So, with subprime mortgage losses and credit woes now the No. 1 topic in the markets, what does the former Goldman Sachs investment banker see next for the housing market and the U.S. economy?
Well, if you thought things were bad now, just wait. Think bank failures, recession, soaring default rates, home prices plunging by at least one-third and layoffs rippling across the economy. The unwinding could take five to seven years before the housing market hits bottom, he says.
As a former Wall Street insider, Mr. Talbott has a better appreciation than most for how large financial institutions operate. And what he senses now is a massive effort to conceal the extent of the toxic sludge buried beneath some of the biggest names in the business.

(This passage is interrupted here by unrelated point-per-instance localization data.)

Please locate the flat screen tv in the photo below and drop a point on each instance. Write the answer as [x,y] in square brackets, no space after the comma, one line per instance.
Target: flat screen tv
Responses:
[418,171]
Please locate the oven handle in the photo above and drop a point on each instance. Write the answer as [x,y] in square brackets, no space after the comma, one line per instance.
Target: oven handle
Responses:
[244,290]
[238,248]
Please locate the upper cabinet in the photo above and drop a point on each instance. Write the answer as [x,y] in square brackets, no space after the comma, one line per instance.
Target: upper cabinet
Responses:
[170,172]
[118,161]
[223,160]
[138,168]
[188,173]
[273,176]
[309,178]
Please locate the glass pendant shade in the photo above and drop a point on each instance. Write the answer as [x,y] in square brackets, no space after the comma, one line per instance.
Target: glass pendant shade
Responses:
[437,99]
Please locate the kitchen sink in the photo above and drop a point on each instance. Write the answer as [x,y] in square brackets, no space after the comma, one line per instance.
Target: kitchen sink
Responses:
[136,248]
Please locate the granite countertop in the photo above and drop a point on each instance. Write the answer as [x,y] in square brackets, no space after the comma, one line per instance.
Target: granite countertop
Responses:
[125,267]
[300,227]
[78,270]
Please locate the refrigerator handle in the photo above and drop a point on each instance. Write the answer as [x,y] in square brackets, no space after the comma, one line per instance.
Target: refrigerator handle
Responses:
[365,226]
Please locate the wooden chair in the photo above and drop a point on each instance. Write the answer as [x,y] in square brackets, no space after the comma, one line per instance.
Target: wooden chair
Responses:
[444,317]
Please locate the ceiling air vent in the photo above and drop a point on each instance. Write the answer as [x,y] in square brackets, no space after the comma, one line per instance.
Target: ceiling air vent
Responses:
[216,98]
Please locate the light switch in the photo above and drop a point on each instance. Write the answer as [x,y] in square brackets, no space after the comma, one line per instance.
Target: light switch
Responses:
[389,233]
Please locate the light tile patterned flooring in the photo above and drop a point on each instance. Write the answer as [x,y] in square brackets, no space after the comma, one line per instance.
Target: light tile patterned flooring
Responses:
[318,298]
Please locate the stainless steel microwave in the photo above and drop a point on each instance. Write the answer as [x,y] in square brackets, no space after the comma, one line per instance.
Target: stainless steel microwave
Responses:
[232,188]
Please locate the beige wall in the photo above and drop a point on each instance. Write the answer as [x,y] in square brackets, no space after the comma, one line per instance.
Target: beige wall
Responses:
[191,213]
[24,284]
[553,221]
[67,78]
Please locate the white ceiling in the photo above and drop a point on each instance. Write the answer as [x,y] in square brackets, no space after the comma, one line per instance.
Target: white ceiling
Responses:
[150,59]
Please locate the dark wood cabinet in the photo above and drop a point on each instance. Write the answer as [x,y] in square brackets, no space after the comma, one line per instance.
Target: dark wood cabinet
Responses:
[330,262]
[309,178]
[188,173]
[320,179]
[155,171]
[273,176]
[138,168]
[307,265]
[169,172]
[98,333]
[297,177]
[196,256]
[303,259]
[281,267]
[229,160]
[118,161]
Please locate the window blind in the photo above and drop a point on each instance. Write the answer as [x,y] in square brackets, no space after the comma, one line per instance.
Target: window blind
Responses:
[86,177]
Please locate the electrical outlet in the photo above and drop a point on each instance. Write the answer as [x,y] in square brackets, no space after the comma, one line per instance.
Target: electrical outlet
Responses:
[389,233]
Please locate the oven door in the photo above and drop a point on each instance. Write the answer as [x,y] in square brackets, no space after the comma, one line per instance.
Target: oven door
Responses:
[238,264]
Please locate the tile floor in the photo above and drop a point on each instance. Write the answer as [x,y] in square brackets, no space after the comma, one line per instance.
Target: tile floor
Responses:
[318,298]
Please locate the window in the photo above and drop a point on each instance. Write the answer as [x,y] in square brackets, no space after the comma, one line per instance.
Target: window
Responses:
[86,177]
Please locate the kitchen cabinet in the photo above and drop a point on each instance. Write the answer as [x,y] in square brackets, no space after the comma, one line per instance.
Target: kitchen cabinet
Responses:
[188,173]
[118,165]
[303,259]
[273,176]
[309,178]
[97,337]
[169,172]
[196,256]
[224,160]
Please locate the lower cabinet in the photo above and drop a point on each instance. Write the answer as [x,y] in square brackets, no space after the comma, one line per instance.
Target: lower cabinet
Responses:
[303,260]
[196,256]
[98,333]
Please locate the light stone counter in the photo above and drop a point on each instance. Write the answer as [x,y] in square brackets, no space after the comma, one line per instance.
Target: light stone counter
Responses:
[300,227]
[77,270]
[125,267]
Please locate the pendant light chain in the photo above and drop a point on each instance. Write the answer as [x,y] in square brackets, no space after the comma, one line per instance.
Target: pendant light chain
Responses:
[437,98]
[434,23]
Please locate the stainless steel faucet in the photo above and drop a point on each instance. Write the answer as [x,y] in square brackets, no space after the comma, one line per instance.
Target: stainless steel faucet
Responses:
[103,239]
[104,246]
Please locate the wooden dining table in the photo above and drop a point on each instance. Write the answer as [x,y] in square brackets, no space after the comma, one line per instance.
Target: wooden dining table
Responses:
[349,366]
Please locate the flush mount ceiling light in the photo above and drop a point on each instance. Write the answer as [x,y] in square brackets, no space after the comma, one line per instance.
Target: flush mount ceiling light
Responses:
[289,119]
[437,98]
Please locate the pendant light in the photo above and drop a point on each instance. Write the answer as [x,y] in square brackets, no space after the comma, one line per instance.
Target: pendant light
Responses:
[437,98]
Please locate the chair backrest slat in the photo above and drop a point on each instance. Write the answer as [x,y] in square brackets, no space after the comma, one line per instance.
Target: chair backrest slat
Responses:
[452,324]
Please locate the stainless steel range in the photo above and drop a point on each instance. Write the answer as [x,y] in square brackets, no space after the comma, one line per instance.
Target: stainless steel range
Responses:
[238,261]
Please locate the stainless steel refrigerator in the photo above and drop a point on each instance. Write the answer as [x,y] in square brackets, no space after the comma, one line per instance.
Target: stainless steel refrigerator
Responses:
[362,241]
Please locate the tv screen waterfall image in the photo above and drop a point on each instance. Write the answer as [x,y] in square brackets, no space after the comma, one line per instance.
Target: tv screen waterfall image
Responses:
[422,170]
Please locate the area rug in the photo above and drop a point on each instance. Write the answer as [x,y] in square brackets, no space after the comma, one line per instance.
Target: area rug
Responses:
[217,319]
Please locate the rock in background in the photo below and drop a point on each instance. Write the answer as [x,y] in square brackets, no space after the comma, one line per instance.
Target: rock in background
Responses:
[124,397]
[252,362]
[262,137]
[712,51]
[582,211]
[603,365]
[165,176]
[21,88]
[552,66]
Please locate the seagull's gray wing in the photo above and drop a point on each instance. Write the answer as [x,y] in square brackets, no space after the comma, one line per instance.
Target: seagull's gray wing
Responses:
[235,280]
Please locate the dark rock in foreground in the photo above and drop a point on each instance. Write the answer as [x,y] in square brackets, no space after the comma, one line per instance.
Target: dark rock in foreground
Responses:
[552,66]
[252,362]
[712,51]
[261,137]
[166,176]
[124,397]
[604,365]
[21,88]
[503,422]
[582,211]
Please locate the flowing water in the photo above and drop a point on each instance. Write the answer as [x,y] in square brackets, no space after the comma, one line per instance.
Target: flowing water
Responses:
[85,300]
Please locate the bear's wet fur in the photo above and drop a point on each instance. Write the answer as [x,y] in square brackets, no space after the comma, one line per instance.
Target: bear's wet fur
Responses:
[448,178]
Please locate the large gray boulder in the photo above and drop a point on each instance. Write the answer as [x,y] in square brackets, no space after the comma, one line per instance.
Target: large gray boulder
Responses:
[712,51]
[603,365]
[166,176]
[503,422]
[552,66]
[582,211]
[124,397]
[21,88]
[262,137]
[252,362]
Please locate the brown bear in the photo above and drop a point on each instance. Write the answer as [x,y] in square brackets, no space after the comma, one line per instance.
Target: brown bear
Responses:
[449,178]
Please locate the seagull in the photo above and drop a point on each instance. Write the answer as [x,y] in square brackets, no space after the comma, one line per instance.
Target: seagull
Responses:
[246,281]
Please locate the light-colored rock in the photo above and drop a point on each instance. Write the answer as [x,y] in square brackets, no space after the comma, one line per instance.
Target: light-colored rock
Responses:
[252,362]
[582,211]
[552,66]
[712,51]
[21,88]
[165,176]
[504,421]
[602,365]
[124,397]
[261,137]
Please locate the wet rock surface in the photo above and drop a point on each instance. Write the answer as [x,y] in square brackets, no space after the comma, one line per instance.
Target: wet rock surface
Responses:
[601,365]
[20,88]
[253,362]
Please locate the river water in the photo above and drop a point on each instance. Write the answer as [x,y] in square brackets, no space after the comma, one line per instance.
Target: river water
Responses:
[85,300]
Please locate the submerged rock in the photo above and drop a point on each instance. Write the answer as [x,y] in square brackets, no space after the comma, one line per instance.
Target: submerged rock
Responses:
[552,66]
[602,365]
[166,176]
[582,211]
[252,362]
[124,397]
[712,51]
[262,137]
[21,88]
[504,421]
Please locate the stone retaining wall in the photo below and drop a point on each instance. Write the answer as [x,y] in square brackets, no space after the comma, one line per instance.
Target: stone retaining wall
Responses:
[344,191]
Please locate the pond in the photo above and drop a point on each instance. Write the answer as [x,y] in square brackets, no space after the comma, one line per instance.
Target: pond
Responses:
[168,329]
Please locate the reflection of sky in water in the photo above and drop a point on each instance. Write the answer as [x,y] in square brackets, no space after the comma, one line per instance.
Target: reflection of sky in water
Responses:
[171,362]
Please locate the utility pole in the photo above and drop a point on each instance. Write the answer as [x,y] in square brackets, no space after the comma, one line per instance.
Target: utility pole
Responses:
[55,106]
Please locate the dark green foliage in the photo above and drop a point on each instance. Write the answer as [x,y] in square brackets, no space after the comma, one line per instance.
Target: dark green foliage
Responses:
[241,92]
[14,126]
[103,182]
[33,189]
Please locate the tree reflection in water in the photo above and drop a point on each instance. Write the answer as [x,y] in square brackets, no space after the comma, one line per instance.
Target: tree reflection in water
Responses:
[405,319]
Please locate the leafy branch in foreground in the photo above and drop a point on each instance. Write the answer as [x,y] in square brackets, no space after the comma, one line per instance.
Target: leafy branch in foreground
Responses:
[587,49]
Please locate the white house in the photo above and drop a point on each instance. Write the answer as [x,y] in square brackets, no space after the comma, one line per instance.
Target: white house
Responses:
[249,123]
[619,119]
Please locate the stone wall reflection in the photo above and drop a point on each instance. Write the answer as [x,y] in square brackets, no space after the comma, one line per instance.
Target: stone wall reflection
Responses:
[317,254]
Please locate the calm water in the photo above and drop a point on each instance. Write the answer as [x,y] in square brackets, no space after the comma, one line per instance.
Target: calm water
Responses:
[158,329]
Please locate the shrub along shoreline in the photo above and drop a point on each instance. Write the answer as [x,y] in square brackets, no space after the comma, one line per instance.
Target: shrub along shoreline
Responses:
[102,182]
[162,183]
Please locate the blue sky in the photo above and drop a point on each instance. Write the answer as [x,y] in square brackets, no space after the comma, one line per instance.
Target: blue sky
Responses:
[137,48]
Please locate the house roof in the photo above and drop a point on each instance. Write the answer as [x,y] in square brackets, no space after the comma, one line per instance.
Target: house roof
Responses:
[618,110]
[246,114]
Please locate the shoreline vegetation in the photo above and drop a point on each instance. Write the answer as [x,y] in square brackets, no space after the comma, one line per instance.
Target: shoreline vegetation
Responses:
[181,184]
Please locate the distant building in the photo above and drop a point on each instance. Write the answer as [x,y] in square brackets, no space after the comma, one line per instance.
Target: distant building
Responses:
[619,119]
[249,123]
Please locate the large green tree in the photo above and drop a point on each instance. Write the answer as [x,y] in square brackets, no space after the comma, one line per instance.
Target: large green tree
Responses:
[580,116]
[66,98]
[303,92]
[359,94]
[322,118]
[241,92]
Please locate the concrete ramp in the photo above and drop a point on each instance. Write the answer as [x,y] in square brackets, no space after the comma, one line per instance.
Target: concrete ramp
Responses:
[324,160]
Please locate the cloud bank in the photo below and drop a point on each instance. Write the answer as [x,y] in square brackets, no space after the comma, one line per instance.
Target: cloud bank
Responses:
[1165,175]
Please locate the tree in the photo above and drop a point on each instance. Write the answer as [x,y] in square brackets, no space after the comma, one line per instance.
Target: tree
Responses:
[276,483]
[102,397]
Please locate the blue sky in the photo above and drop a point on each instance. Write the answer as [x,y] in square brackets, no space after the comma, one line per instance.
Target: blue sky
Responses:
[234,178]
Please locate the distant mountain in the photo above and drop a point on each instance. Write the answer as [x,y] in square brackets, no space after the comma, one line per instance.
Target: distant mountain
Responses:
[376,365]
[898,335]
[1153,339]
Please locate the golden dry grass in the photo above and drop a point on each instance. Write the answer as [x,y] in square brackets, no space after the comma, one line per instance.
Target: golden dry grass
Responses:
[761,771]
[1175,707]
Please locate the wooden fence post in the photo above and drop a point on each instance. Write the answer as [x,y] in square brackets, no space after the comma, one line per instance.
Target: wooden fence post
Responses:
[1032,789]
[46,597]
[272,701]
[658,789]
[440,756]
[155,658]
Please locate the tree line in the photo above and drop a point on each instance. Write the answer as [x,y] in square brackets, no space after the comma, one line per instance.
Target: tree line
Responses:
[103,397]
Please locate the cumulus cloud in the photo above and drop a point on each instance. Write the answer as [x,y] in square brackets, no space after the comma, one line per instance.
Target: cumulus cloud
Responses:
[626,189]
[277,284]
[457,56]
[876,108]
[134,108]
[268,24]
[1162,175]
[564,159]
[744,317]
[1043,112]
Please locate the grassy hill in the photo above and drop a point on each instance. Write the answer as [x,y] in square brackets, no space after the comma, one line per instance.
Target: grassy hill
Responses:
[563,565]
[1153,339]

"Everybody is hiding and not disclosing losses," he says. "They're all winking and nodding at each other because they've all got this stuff on their books."
With 40 per cent of some banks' assets invested in residential mortgages, they won't be able to conceal their losses forever. Faced with rising defaults, banks are already pulling back on lending. The lack of credit, in turn, will exert a major drag on the economy, which for years has been fuelled by easy money. That's why Mr. Talbott says a recession in the next 12 to 18 months is a certainty.
The subprime meltdown has been described as a liquidity squeeze, which makes it sound like a temporary problem that can be cured with an injection of cash. But the problem is far more serious, he says.
"Giving a bank more cash doesn't solve the problem. What they're sitting on is huge losses and they can't recognize those losses without endangering their entire book equity and threatening bankruptcy and threatening a run on the banks."
I don't know if things will get that bad, but it's a potential scenario. I suspect this very scenario that could happen is what is worrying many Americans.